Support questions


#1

Situation: Married 22 years, I moved out two months ago at my wife’s insistence, have a letter from her saying no abandonment, etc, but no contact as yet with court. We both work, total gross of about $160k, with a current monthly income differential of $4500 in my favor. Two kids, oldest a freshman in college, youngest a sophomore in high school. My wife has an important exam next month that if she passes will improve her current and future income. So we agreed to wait until January to negotiate final terms of divorce. Meanwhile I am paying all fixed costs and taxes except utilities at house, as well as oldest child’s college costs. I believe she will want to stay in house (we are both on deed/mortgage) until youngest finishes high school, then we jointly sell it. So in looking at this my goal is to pay generous CS while youngest still a minor by setting up our Agreement to where I pay the $1300 mortgage/insurance/tax bill until emancipation, and cover the costs of tuition/room/board/books at NC system rates for both kids. But no alimony. Questions: 1. please confirm it is completely true that a NC judge cannot compel me to pay college costs. 2. Does the fact that I have paid these costs during separation change anything? 3. Assuming #1 is true, do you know of any pending possible change to the law? 4. I believe that if worded properly I can pay the mortgage and get the deductions, even though CS not generally deductible. Correct?
Thanks in advance.


#2

A judge cannot order that you pay college expenses so long as you have not contracted to do so. Since children are no longer minors after turning 18 the law will not change.

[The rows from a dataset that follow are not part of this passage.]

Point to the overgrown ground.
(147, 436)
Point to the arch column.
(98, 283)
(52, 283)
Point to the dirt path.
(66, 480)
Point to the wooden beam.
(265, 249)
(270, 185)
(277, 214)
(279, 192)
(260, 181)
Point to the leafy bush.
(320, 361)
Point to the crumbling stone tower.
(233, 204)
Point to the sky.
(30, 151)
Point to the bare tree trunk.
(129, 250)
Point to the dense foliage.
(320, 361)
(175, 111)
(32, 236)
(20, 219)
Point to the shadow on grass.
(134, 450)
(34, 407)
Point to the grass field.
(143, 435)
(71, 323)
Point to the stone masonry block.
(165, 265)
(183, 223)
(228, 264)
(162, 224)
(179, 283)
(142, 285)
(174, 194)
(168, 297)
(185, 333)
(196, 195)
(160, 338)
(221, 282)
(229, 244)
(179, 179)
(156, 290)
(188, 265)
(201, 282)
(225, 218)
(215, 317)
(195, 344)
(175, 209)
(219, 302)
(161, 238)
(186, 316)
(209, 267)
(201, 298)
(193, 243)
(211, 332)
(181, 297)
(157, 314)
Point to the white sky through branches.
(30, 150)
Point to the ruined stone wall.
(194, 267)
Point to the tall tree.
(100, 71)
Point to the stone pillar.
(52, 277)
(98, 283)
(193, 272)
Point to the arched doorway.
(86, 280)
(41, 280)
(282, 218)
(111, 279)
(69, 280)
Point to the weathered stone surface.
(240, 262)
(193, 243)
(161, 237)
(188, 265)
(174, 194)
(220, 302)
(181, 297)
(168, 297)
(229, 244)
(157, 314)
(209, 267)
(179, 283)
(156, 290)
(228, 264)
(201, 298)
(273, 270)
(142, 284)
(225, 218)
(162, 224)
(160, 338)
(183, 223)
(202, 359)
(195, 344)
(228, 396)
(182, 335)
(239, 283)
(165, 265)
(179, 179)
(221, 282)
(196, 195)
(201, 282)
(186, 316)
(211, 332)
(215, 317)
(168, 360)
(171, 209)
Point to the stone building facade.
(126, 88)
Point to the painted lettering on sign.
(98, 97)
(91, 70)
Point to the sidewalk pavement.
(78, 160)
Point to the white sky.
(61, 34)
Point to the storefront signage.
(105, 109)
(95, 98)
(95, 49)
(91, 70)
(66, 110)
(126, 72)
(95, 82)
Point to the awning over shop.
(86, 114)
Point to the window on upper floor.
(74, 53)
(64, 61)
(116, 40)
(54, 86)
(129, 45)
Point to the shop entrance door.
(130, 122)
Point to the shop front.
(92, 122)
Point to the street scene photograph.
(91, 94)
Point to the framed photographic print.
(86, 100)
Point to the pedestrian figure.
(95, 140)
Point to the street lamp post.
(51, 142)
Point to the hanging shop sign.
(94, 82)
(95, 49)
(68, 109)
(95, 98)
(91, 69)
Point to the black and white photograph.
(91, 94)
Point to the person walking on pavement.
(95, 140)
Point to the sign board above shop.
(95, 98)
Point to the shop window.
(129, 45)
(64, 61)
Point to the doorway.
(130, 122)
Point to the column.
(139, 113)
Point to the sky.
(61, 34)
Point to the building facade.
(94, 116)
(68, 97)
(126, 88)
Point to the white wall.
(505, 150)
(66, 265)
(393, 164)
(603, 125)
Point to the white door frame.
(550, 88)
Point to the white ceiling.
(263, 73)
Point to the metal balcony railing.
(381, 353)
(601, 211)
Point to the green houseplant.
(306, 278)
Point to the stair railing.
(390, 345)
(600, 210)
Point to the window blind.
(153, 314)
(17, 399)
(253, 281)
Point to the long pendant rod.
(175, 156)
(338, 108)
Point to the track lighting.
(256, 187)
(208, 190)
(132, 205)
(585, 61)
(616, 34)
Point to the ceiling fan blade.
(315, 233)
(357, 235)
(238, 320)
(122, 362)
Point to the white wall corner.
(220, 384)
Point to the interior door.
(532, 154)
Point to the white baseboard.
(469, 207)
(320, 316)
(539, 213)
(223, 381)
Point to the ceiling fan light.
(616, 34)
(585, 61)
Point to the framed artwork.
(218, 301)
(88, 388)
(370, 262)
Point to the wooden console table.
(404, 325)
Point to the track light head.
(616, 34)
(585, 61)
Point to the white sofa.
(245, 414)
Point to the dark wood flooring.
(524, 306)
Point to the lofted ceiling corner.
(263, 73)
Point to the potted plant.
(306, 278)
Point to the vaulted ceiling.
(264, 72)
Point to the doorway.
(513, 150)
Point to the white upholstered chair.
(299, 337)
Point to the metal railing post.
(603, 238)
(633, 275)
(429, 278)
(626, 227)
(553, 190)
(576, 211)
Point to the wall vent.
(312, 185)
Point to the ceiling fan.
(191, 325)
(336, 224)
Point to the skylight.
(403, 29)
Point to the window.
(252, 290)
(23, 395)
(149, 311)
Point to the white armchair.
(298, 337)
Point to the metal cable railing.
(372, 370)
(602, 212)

Your support since separation can be used to rebuff a claim for retroactive support.

You cannot get a tax deduction for child support. You will need to word the agreement to specify that amount as alimony in order to get a deduction. You will also need to ensure that those payments do not end within 6 months of your youngest turning 18, otherwise the IRS could claim the payments were disguised child support and therefore not deductible.


#3

Wow Erin, that is very helpful. I did not realize the recapture angle on CS. My youngest will turn 18 April 2012, graduate HS June 2012, but under my scenario we could not sell house until October 2012 and I’d have to pay the mortgage those additional months. Is that correct? Assuming so, please offer your advice on how best to proceed. I’d obviously like to get my equity out as soon as I reasonably can, and Oct is not typically a good month to market a house. So I THINK what you are saying is to word an Agreement that calls for alimony to match up to mortgage thru June 2012, and CS to match up up to college costs thru same June 2012, then let my wife actually send the money to the university for our oldest. Then we’d have a third component compelling me to pay college after June 2012. Correct? Are SA ever that complicated? Would you advise just agreeing on CS of say $1100, and college, and call it a day? Thanks in advance.


#4

I would recommend that you pay child support through June 2012, pursuant to the guidelines. I am not advising that you pay college costs to your ex at all.

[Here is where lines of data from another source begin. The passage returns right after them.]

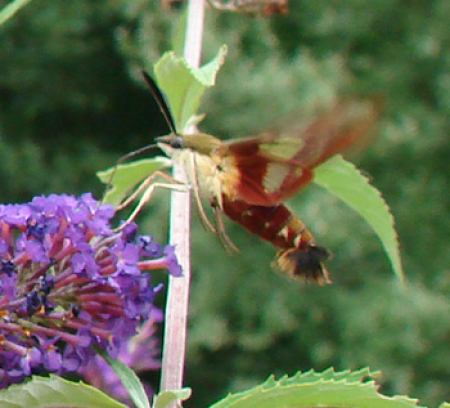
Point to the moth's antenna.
(161, 101)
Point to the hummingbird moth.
(249, 179)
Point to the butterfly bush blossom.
(69, 282)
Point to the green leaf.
(124, 177)
(344, 180)
(130, 381)
(165, 398)
(311, 389)
(183, 85)
(10, 9)
(54, 391)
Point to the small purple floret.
(68, 282)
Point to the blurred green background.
(72, 102)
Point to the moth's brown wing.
(276, 165)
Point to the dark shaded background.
(72, 102)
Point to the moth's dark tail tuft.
(305, 263)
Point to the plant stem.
(178, 296)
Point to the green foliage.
(310, 389)
(165, 398)
(130, 381)
(55, 392)
(123, 178)
(68, 90)
(185, 86)
(346, 182)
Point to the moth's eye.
(176, 142)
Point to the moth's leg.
(206, 223)
(147, 187)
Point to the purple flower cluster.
(140, 353)
(68, 282)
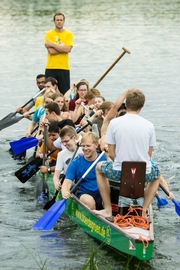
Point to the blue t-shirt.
(76, 170)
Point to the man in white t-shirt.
(130, 138)
(68, 137)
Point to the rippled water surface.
(150, 31)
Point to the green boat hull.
(104, 230)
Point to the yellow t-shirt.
(38, 102)
(61, 60)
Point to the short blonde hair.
(135, 100)
(94, 137)
(67, 131)
(48, 91)
(92, 93)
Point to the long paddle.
(161, 201)
(30, 169)
(51, 202)
(23, 144)
(115, 62)
(11, 120)
(42, 193)
(48, 220)
(11, 115)
(177, 205)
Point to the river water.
(150, 30)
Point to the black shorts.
(62, 76)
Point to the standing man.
(130, 138)
(59, 43)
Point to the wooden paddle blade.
(48, 220)
(22, 145)
(28, 170)
(177, 206)
(6, 122)
(161, 202)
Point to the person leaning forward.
(88, 191)
(59, 43)
(130, 138)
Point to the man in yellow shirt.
(59, 43)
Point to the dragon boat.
(131, 239)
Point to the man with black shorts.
(59, 43)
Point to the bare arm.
(54, 48)
(112, 151)
(66, 188)
(56, 180)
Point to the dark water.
(150, 30)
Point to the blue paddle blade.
(177, 206)
(48, 220)
(23, 144)
(161, 202)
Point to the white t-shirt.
(132, 135)
(64, 157)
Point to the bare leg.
(104, 189)
(149, 193)
(88, 200)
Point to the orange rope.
(132, 221)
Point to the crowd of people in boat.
(82, 122)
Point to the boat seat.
(132, 179)
(131, 186)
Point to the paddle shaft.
(36, 95)
(92, 109)
(165, 191)
(115, 62)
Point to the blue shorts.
(108, 171)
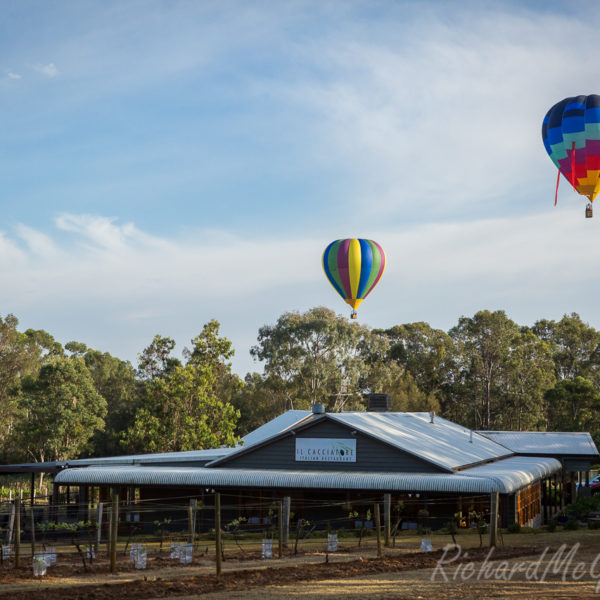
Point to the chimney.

I am having trouble understanding why you do not have your wife refinance the home now in order to buy you out. You could then structure your alimony in a more normal fashion.

Without sitting down and actually reviewing your situation as a whole I can not advise you as to any specific amounts of support.


#5

Well, I misspoke on my previous reply, but I understand your point. She will fight me, I believe, on any plan to have to refinance and buy me out, no matter how logical. And to be frank, I have an emotional problem with paying her anything that is called alimony. Plus I do believe that the particular circumstances of our house in this market, vs 2.5 years from now, make it a good bet I’d make money by waiting. But you cannot know. Anyway, I’ll wait and see what happens. If we head down my original path I’ll agree to mandated CS, plus maybe a little gross-up to get her approximately to the same monthly cash flow given she pays the mortgage and gets the deductions, plus college. Or maybe we’ll go your way and she can worry about the kid’s college expenses. Thank you again.


#6

You are welcome, and I do wish you all the best.